COLORADO SPRINGS, Colo. – Entering Thursday’s contest, the CSU Rams and Air Force Falcons were two sports cars, speeding neck and neck down the freeway towards the Mountain West Conference championship. By the end of the game, the Falcons had been forced off the highway by a Ram express that found another gear.
In perhaps their best all-around performance of the season, the Rams (8-2, 4-0 MWC) took the driver’s seat in their chase for a second Mountain West Championship in three seasons Thursday, routing the Air Force Falcons (6-3, 3-2 MWC) in somewhat surprising fashion, 31-12.
“I expected it to be like a two-point win or two-point loss, but this is great, we’ll take it however it comes,” said CSU offensive lineman Albert Bimper. “It feels great to be in the driver’s seat.”
Bimper and his linemates were a big reason for CSU’s dominance. The big men up front allowed the Rams to run roughshod – racking up 199 rushing yards on the Falcons’ defense, which had been leading the Mountain West by only allowing 101.5 yards per game.
“That’s just CSU football – we’ll hit you in the mouth,” said running back Cecil Sapp. “We smashed them in the mouth tonight and we held onto the ball. No turnovers was key for us tonight.”
Sapp had another huge outing, rolling over Falcon defenders left and right on his way to 132 yards and two touchdowns, his seventh 100+ yard outing in 10 games.
“Cecil Sapp deserves a lot of credit because he is a tough, tough player,” said AFA head coach Fisher DeBerry. “He showed just how tough he could be tonight because he hung onto the football and we pride ourselves in forcing turnovers.”
AFA’s pride was rocked in the second half when CSU took the game over, thanks to a surprising offensive outburst from an unlikely source. Kicker Jeff Babcock effectively changed the game’s momentum for good when he recovered a fumble on his opening kickoff and ran it in for a touchdown, putting the Rams ahead 28-12.
“I don’t know of a worse way in the world to start a second half,” DeBerry said of Babcock’s touchdown. “We felt we were in good position to win the game coming out of the half but our turnovers ended up killing us.”
The Rams also used a rejuvenated defensive effort to help kill the Falcons in the second half. After scoring 12 points on 159 total yards in the first half, the Falcons hit a green and gold wall after the break. The Rams clamped down on Air Force’s triple-option attack, holding the Falcons to 91 total yards while pitching a shutout for the half.
“Our plan was to run one defense the whole game, and it just took us a little while to put things in place and figure out what we were doing,” said linebacker Drew Wood. “The option can be no fun, but tonight we played it about as well as we could.”
The Falcons used every possible weapon to try and break through the Rams’ defensive stronghold, using 11 different ball carriers. AFA quarterback Chance Harridge, the conference’s leading scorer and third leading rusher entering the night, was the chief offensive weapon, generating 115 yards and one touchdown. Though the Falcons were able to put up 221 yards on the ground, their big plays were few and far between.

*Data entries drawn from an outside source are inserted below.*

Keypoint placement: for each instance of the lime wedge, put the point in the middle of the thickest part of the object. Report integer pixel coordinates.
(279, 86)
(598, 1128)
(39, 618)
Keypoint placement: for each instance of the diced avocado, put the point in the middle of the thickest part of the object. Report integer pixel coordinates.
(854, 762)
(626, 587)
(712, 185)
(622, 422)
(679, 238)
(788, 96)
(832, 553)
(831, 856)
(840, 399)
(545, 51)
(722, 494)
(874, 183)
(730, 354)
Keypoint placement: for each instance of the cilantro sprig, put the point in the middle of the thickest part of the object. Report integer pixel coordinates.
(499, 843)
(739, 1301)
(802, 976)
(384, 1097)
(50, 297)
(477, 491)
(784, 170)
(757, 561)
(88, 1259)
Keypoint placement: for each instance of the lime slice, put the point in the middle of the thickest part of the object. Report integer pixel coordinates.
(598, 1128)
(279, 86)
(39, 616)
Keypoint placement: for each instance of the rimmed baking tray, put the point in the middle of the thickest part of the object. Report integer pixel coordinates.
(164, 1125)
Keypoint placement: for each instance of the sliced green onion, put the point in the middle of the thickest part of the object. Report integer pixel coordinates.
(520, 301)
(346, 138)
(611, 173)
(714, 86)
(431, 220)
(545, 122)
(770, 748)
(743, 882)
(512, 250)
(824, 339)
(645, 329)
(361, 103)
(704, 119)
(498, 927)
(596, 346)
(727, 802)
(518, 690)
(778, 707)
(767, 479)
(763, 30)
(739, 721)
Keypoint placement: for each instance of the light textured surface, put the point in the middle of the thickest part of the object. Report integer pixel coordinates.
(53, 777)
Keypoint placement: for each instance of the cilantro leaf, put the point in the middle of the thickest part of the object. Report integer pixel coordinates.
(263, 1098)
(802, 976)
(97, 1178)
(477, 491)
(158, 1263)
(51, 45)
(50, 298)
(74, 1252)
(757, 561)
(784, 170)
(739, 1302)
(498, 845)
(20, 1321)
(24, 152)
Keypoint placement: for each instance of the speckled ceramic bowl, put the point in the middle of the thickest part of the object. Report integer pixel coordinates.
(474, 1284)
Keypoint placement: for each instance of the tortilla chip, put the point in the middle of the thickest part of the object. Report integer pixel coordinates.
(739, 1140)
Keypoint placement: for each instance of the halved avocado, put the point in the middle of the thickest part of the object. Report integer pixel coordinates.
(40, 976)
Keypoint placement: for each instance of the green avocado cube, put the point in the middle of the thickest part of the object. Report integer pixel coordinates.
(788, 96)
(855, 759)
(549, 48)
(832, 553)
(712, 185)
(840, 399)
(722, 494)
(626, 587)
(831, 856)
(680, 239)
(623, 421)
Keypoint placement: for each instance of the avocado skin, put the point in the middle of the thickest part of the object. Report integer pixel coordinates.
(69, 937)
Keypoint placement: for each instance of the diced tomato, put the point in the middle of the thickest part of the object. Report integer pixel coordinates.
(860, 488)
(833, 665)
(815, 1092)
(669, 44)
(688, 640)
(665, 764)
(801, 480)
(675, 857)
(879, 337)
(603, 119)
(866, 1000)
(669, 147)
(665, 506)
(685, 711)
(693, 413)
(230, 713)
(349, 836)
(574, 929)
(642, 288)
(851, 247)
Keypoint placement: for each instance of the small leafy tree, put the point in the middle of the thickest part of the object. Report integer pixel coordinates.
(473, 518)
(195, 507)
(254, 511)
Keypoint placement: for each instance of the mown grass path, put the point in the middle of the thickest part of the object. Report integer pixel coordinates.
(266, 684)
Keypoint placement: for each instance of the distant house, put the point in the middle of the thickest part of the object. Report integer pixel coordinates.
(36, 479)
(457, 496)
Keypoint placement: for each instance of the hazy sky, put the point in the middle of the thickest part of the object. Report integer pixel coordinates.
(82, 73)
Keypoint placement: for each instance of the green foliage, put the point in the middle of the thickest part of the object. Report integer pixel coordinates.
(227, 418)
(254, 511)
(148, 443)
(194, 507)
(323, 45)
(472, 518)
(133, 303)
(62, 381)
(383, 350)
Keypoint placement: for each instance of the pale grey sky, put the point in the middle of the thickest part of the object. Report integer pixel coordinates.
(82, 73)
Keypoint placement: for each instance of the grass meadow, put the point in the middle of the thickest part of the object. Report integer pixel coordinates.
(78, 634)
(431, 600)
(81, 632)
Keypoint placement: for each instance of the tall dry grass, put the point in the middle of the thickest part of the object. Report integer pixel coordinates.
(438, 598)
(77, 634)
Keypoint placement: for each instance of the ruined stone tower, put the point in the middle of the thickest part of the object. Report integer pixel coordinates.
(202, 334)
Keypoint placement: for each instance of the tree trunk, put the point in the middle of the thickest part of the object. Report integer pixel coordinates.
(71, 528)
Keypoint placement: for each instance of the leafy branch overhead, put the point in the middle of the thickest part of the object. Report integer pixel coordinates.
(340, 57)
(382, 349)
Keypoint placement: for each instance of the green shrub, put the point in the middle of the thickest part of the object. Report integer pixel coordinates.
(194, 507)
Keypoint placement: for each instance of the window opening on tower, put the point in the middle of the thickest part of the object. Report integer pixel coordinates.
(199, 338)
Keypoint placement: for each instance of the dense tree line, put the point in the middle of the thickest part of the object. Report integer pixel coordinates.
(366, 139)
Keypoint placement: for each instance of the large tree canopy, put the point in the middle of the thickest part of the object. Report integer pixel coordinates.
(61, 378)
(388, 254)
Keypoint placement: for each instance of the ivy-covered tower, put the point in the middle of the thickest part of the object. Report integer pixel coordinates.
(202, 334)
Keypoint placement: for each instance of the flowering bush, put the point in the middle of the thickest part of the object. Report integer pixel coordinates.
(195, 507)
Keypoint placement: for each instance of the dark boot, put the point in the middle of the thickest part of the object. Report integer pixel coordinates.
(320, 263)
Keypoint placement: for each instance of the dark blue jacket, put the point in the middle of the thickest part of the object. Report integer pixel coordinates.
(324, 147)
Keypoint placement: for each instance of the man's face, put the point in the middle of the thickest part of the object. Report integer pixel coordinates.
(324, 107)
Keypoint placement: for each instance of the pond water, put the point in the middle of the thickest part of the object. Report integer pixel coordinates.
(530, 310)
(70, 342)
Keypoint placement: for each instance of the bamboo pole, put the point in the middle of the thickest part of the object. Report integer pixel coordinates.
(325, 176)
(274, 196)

“You know they’re going to chip away and get the hard yards, but if you keep them from getting a big play, eventually you’re gonna stop them for a loss,” Wood said.
The win – CSU’s first in Colorado Springs since 1996 — means the Rams control their own destiny in the conference race. It was also CSU’s first win on a Thursday night road game. And while they find themselves two games up on Air Force, they realize the war is far from over.
We want to win out and we’ve got more work ahead,” said Joey Cuppari, CSU wide receiver. “The last two weeks our whole team has played really well and it feels like we’re getting better every week. When you beat teams of the caliber of Air Force and BYU bad, it’s fun times.”
The Rams enter their second bye-week of the season before gearing up for a road battle at San Diego State. Should the Aztecs (3-5, 3-0 MWC) remain undefeated, that game could very well be for the conference championship.